Please note this represents a typical story and is not directly related to any one patient and therefore to any of the given testimonials from our patients. It does represent many elements of dealing with infertility, medical and psychosocial that are a constant in this group of patients
This story illustrates many of the issues that mature aged couples may have to face including:
• Unrealistic expectations based on media hype and maybe not realizing the limitations of Assisted Reproductive technologies when it comes to using their own eggs and sperm
• Diminished ovarian reserve (DOA) results in fewer eggs for retrieval. Although this is more commonly seen in older women DOA occasionally is seen in younger women presenting with infertility and may indicate imminent premature menopause
• In addition to a reduced number, egg quality can be reduced, leading to the possibility of reduced fertilization and cleavage rates and hence embryo quality
• The increase in miscarriage rate due to genetic abnormalities which results from longer exposure of “resting” M1 oocytes (eggs)

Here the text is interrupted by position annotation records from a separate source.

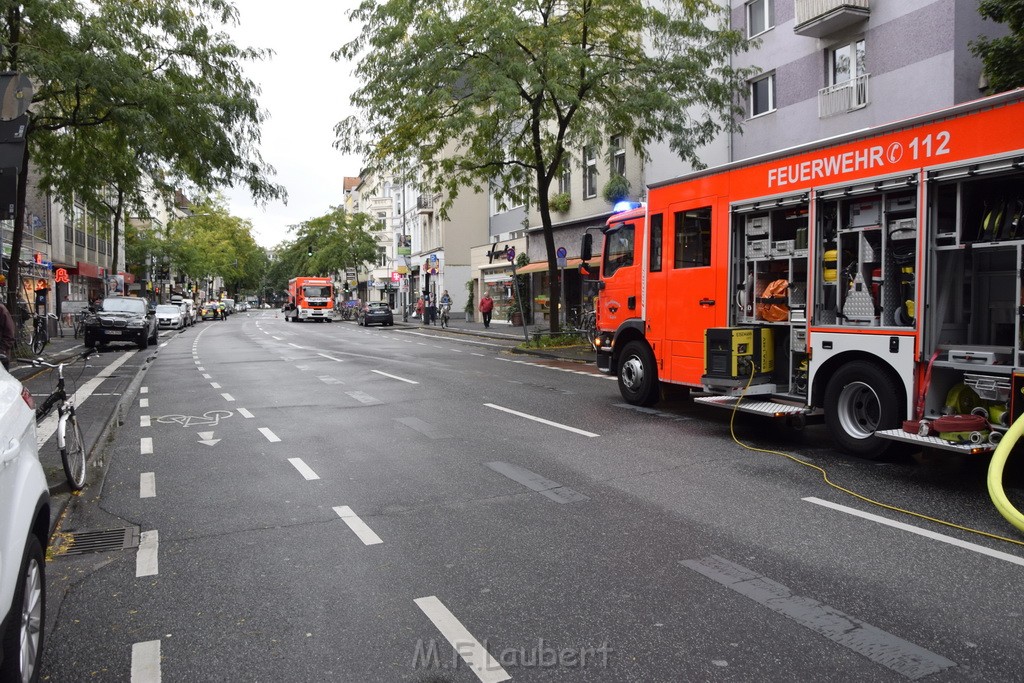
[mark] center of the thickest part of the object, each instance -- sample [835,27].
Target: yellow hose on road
[995,492]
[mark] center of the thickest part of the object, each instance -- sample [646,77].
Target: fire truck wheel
[638,375]
[861,398]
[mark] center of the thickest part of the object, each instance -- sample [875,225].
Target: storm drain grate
[79,543]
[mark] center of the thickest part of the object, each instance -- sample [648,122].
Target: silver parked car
[25,530]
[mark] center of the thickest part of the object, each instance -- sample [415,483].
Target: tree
[213,243]
[502,91]
[329,244]
[126,91]
[1003,57]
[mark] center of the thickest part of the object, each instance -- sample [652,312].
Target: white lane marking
[145,560]
[468,647]
[147,484]
[1007,557]
[394,377]
[358,526]
[582,432]
[303,469]
[145,662]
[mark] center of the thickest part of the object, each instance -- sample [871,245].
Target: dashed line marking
[469,648]
[582,432]
[359,527]
[394,377]
[146,563]
[145,662]
[1007,557]
[147,484]
[303,469]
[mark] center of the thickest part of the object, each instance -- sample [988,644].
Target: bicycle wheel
[73,454]
[39,339]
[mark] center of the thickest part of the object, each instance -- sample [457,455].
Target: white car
[25,530]
[170,316]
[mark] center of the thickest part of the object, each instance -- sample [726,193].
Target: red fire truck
[873,279]
[310,299]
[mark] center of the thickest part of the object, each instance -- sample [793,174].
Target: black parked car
[121,319]
[377,311]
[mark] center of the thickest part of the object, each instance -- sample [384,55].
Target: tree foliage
[126,91]
[1004,56]
[212,243]
[325,246]
[505,91]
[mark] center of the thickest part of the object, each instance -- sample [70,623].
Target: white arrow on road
[207,437]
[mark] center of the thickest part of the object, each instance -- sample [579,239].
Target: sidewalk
[506,332]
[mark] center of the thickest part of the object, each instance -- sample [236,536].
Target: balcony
[817,18]
[425,204]
[843,97]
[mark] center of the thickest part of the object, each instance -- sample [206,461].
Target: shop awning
[570,264]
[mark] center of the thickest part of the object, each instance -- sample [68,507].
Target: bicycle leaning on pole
[70,439]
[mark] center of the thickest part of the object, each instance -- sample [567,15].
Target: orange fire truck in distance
[310,299]
[875,279]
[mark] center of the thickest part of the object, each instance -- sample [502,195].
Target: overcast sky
[305,93]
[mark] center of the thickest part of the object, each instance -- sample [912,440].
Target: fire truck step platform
[935,442]
[769,409]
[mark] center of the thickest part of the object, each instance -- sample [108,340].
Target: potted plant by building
[560,202]
[616,188]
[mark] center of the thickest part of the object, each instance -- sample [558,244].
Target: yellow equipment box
[730,352]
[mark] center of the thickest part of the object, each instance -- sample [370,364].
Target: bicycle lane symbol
[210,419]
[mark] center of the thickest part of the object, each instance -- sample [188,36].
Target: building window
[763,95]
[589,172]
[760,16]
[565,181]
[846,62]
[692,239]
[617,156]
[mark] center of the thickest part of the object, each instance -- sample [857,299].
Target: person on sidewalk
[486,305]
[7,335]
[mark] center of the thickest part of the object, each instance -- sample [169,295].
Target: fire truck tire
[638,375]
[861,398]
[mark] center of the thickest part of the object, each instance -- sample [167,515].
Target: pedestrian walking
[486,305]
[432,309]
[7,335]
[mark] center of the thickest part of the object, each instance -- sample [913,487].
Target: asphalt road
[329,503]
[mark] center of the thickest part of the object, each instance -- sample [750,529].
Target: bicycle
[70,439]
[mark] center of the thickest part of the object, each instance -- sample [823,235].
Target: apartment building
[830,67]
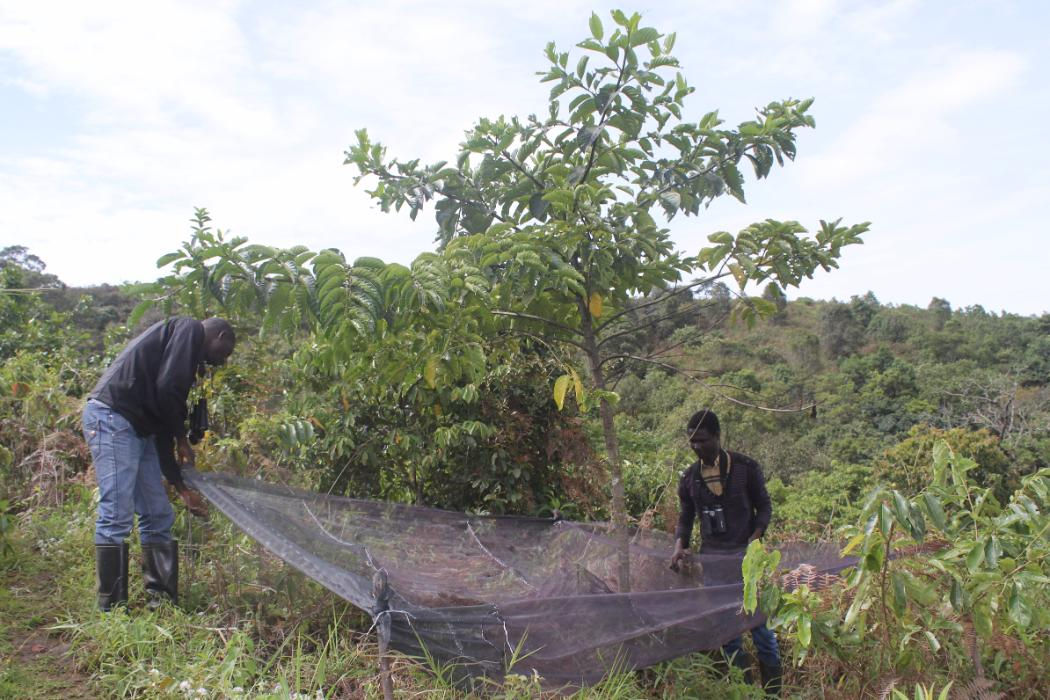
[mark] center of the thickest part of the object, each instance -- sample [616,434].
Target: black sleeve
[176,374]
[166,455]
[687,511]
[759,496]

• As with all patients financial and emotional reserves can be even greater for older women as often more cycles may be required to achieve a pregnancy
• Perhaps one of the most important observations, however, that counters the above is the individual persistence and enduring human spirit of patients that can contribute in some unfathomable way to positive outcomes.
Sally and Don's journey:
I married later in life, having not been fortunate enough to have met the right person earlier. Neither my husband or I had any previous children or pregnancies from previous relationships. We had reached a point in our lives where parenthood was more than just appealing but in view of my age was it possible? I was 42 years old and my husband 48 years. Well I had seen in the popular media countless stories of celebrities, much older than I, having children no problem! This was encouraging until I was advised that in many cases these were the result of donor eggs, maybe donor sperm and maybe even surrogacy. In other words someone else carried the pregnancy. I was just entering the rabbit hole.
To make matters worse we also discovered we had a male factor component to our infertility requiring another procedure (ICSI) in addition to IVF. After 4 failed IVF cycles I was deeper down the ‘rabbit hole’ depressed, self-esteem gone. Having a baby was something I thought I really wanted but now it is something I felt I couldn’t live without- a mounting preoccupation/obsession/depression I was told was common to women having to go through repeated cycles.
To cut a very long painful story short, two more cycles resulted in cycles with a better response giving renewed hope! The very last one resulted in success!! 7 weeks later a confirmed fetal heart beat, early genetic screening all clear and many more weeks later a healthy baby-a true miracle.
I knew if it hadn’t worked out for us, as happens to some people, we would have been ok and eventually moved on knowing we had given it our best shot.
It is now, however, impossible to imagine our lives without this new little person. Gratitude for the small things along the way helped, persistence and trust got us through it.
Advanced Maternal Age
The woman’s age by far is the most important factor in the absence of any other underlying causes. At birth there are approximately two million eggs. By the time a woman reaches puberty only about 600,000 remain. And by age 37 there are about 25,000 eggs. So by the age of menopause there are very few eggs available.
As there is a very rapid decline in fertility from 35 onwards it is important for a woman to see the family doctor earlier and be referred to a fertility specialist promptly. Being properly assessed at an earlier stage allows for a better chance of natural conception, which is variable but averages 20 per cent per menstrual cycle.
By age 40 the probability of conceiving naturally drops to less than 10 percent per menstrual cycle and may drop to even less than five percent. For more information on your chance of achieving a pregnancy and to identify and correct any potential underlying causes you should see your family doctor early so that you can be properly assessed and, if necessary, be referred to a fertility specialist.